Crónica 24 Agosto:

 

 

Cuando los expedicionarios visitamos algún proyecto de cooperación tenemos que ver día a día a personas con pocos recursos y espero que sea normal sentirse como yo, como alguien que observa, violenta. Sé que estas imágenes son necesarias de ver para poder  sensibilizarte, porque son estas cosas las que no se hacen por diversión, que no lo hacemos como paseo turístico y es verdad que viendo esto crees en la realidad de Marruecos, de la zona no comercial del país. El hospital de Rabat fue un buen ejemplo. Quizá por ignorancia me sentí ofendida por la visita, es cuestión de comprender que es un sacrificio que tenemos que hacer. Unas punzadas en el estómago más que guardaremos y reviviremos cada vez que lo recordemos. Ahora definiría el hospital como un claro ejemplo de entrega y superación de los responsables de un proyecto. De cómo las ganas de ayudar junto con un fuerte apoyo económico y social y el entusiasmo adecuado hacen que una empresa de este tipo se convierta en un éxito. Dar atención gratuita a personas que lo necesitan y que no les es concedida me parece algo extraordinario.

 

Al caer la noche, el cielo se tiñó de colores junto con las telas de los tejidos tradicionales marroquíes.

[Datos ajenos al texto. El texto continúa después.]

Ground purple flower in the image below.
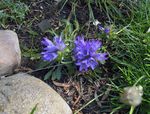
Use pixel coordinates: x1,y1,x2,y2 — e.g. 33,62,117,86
98,24,104,31
41,36,66,61
104,28,110,34
74,36,107,71
98,24,110,34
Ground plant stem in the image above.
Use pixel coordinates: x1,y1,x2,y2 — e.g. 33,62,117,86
129,106,135,114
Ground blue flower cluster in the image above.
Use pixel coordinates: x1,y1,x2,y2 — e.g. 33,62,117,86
41,36,108,71
41,36,66,61
74,36,107,71
98,24,110,34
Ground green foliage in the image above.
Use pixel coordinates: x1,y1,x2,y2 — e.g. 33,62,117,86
60,0,137,23
0,0,29,27
109,0,150,114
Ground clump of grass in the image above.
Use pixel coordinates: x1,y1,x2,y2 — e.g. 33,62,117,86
110,0,150,114
0,0,29,28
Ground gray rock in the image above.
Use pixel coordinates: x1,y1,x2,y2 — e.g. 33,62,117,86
0,73,72,114
0,30,21,76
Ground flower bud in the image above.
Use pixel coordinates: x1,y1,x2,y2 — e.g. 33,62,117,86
120,86,143,106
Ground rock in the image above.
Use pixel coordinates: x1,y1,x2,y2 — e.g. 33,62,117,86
0,73,72,114
0,30,21,76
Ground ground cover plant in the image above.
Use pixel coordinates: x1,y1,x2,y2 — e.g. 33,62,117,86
0,0,150,114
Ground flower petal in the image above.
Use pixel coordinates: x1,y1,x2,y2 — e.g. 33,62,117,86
95,53,108,62
54,36,66,51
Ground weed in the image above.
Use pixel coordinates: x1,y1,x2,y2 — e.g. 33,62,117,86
0,0,29,28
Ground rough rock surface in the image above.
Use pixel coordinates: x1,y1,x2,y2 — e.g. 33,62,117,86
0,30,21,76
0,73,72,114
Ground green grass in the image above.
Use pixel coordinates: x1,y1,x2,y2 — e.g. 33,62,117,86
0,0,29,28
110,0,150,114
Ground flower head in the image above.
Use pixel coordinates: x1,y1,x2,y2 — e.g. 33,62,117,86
104,27,110,34
74,36,107,71
41,36,66,61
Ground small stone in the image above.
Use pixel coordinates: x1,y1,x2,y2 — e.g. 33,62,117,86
0,30,21,77
120,86,143,106
0,73,72,114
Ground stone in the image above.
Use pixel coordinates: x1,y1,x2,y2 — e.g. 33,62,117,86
0,73,72,114
0,30,21,77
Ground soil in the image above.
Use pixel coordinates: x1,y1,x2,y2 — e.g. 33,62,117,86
1,0,126,114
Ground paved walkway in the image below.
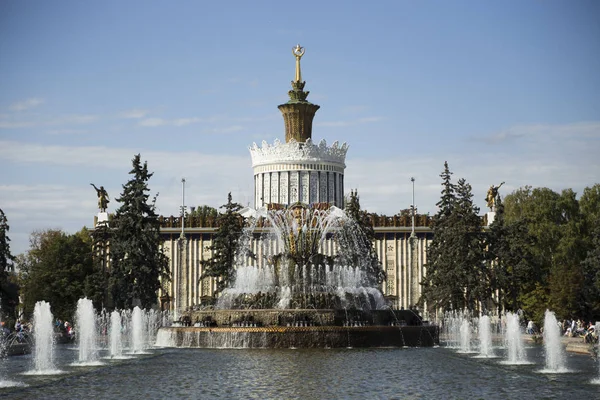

Un rostro tapado por ropas y vergüenza emitió una voz tembladora femenina que relataba la violación de un hombre y luego de un familiar. Cada palabra de esa confesión se clavaba en el corazón de cada expedicionario, eso si que es ser valiente. Eso si que es juntar el valor, tragarse las lágrimas y la indignación para ayudar a personas en su misma situación a salir a delante. Puede que poco a poco la balanza del ideal de igualdad y justicia se vaya equilibrando, puede que poco a poco estemos añadiendo peso al lado desfavorecido. Eso lo llaman cooperación y esperanza: hambre de justicia.

 

Al amanecer, los rayos bañan la escuela bilingüe en la llevábamos instalados dos días. Bostezos. Legañas. Respiración agitada y sudor por el deporte. Risas. Duchas. Más risas, cereales, mermelada o miel. Finalmente, las botas curtidas del Naturalista se adentraban en la Embajada española de Marruecos. El delicioso té caliente junto con los melosos dulces que nos sirvieron en la recepción, eran bienvenidos por el estómago de los rumberos. Tras una puesta en situación por parte de expertos de Marruecos y la muestra de los ámbitos de acción que abarcan los proyectos, nos esperan largas horas de viaje. Rumbo al Sur, rumbo a Marrakech.